Aplicativo do FGTS exibe saldo atualizado com a distribuição dos lucros aprovada pelo Conselho Curador.
(Imagem: Joédson Alves/Agência Brasil)
Os trabalhadores brasileiros que possuem saldo no Fundo de Garantia do Tempo de Serviço (FGTS) têm um motivo concreto para acompanhar suas contas nos próximos dias. O Conselho Curador do fundo confirmou a distribuição de R$ 13,042 bilhões entre os cotistas, o equivalente a 89% do lucro total registrado de R$ 14,7 bilhões.
O repasse, que será creditado de forma proporcional aos saldos existentes em 31 de dezembro de 2025, promete injetar fôlego financeiro em milhões de contas ativas e inativas. Para os trabalhadores, isso se traduz em um ganho real que protege o patrimônio contra os efeitos da inflação.
Na prática, o acréscimo eleva o rendimento anual das contas para 6,9%, superando significativamente a variação de 4,26% do IPCA registrado em 2025. É uma vitória expressiva para quem busca preservar o poder de compra do dinheiro retido no fundo.
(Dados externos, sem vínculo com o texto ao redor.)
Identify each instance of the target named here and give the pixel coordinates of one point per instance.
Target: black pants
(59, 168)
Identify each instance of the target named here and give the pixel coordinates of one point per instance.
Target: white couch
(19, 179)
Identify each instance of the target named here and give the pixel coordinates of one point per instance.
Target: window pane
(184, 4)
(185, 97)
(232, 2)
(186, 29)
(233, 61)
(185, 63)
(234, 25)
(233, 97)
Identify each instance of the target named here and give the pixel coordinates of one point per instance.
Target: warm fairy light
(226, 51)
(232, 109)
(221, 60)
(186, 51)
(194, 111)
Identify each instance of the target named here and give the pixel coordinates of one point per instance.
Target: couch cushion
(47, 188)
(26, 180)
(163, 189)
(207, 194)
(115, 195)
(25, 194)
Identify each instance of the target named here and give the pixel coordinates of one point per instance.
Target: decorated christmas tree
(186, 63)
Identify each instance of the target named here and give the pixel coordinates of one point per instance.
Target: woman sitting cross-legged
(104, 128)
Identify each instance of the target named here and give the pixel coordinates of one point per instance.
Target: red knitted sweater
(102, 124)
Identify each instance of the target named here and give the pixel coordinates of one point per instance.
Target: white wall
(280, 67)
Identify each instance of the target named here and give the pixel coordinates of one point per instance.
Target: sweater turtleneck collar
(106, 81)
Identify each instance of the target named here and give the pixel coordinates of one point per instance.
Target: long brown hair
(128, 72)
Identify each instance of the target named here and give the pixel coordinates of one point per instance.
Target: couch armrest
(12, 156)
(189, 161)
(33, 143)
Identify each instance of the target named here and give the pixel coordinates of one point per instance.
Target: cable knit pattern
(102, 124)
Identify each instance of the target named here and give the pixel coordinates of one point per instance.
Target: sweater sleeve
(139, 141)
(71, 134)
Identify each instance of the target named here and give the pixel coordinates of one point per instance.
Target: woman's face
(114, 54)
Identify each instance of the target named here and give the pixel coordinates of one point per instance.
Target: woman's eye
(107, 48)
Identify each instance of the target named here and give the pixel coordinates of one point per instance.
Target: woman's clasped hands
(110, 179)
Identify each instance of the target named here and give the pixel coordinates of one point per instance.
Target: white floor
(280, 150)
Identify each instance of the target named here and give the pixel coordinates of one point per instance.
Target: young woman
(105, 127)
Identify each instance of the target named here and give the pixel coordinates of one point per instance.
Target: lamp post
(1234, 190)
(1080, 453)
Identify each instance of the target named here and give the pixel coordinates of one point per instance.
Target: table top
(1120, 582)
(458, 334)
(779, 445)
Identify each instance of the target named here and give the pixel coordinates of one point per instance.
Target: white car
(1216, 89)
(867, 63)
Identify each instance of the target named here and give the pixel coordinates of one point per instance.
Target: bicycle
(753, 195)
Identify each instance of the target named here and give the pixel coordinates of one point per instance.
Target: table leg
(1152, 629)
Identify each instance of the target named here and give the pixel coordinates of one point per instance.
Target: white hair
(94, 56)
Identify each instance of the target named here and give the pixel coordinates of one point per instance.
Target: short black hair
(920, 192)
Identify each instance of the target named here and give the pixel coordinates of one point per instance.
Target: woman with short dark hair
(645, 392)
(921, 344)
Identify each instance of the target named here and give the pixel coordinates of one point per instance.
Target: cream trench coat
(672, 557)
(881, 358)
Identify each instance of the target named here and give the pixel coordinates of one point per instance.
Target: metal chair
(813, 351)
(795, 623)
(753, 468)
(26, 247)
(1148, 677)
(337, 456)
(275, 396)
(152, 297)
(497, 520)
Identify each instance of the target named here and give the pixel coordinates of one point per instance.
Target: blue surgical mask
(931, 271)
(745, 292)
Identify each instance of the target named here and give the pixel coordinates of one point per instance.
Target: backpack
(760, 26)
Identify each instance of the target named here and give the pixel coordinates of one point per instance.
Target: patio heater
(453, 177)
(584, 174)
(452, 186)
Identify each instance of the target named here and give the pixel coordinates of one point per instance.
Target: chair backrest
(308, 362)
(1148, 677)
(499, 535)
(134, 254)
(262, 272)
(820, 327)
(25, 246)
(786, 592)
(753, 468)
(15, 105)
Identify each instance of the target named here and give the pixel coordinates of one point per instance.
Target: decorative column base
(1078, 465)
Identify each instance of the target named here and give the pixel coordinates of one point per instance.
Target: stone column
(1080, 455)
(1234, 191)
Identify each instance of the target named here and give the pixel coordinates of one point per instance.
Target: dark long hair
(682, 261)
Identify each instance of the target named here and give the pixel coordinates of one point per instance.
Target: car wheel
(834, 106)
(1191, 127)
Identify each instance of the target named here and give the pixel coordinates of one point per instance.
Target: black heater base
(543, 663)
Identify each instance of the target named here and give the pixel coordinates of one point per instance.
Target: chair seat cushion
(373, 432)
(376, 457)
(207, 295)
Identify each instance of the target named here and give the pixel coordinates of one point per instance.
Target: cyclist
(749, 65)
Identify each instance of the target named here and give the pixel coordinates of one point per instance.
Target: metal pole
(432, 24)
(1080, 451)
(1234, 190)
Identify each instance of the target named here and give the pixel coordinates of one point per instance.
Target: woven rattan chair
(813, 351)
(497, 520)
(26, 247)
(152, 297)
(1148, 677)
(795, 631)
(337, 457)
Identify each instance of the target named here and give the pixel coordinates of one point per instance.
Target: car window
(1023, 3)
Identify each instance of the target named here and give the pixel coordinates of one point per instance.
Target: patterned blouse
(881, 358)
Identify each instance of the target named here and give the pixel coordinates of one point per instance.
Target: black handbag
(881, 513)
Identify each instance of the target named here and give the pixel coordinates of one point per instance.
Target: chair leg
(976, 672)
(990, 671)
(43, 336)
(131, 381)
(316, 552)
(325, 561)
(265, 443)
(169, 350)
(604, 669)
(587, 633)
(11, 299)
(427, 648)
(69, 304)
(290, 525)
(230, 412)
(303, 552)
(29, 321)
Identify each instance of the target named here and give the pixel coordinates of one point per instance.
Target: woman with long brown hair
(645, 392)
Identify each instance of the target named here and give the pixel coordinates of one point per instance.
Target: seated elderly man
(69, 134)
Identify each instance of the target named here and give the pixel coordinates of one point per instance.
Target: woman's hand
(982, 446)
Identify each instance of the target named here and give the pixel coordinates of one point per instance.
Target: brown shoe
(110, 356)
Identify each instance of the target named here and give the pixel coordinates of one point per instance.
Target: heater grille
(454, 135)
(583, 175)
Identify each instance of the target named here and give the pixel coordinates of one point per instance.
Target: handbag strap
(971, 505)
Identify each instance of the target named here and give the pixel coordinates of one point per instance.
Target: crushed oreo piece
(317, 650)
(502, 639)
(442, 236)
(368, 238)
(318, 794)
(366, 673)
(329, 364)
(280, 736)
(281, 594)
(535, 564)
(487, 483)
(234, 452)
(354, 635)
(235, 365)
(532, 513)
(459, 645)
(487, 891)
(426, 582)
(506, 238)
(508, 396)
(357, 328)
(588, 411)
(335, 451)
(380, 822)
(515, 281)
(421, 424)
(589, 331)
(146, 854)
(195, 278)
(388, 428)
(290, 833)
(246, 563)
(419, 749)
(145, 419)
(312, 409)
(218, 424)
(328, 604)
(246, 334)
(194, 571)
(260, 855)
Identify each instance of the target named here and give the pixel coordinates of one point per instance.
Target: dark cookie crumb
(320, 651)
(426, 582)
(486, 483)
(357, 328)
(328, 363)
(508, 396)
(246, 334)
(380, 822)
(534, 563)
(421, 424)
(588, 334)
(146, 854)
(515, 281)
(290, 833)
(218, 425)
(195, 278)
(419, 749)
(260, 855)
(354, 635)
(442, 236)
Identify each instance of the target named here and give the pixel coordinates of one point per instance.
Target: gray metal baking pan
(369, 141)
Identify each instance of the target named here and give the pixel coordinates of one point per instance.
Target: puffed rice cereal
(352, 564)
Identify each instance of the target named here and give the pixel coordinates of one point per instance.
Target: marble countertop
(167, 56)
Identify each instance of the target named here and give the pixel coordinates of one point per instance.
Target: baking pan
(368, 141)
O que muda na prática com a distribuição bilionária
Com o novo cálculo, o rendimento final das contas vinculadas do FGTS superará outras aplicações tradicionais de renda fixa, incluindo a própria caderneta de poupança. Esse desempenho favorável é resultado de uma combinação entre a correção oficial das contas (de 3% ao ano mais a Taxa Referencial) e o percentual de lucro distribuído.
Quem tem direito a essa fatia do lucro são todos os cidadãos que apresentavam qualquer saldo positivo nas contas do FGTS em 31 de dezembro de 2025. A Caixa Econômica Federal fará o processamento e o depósito dos valores automaticamente até o dia 31 de agosto.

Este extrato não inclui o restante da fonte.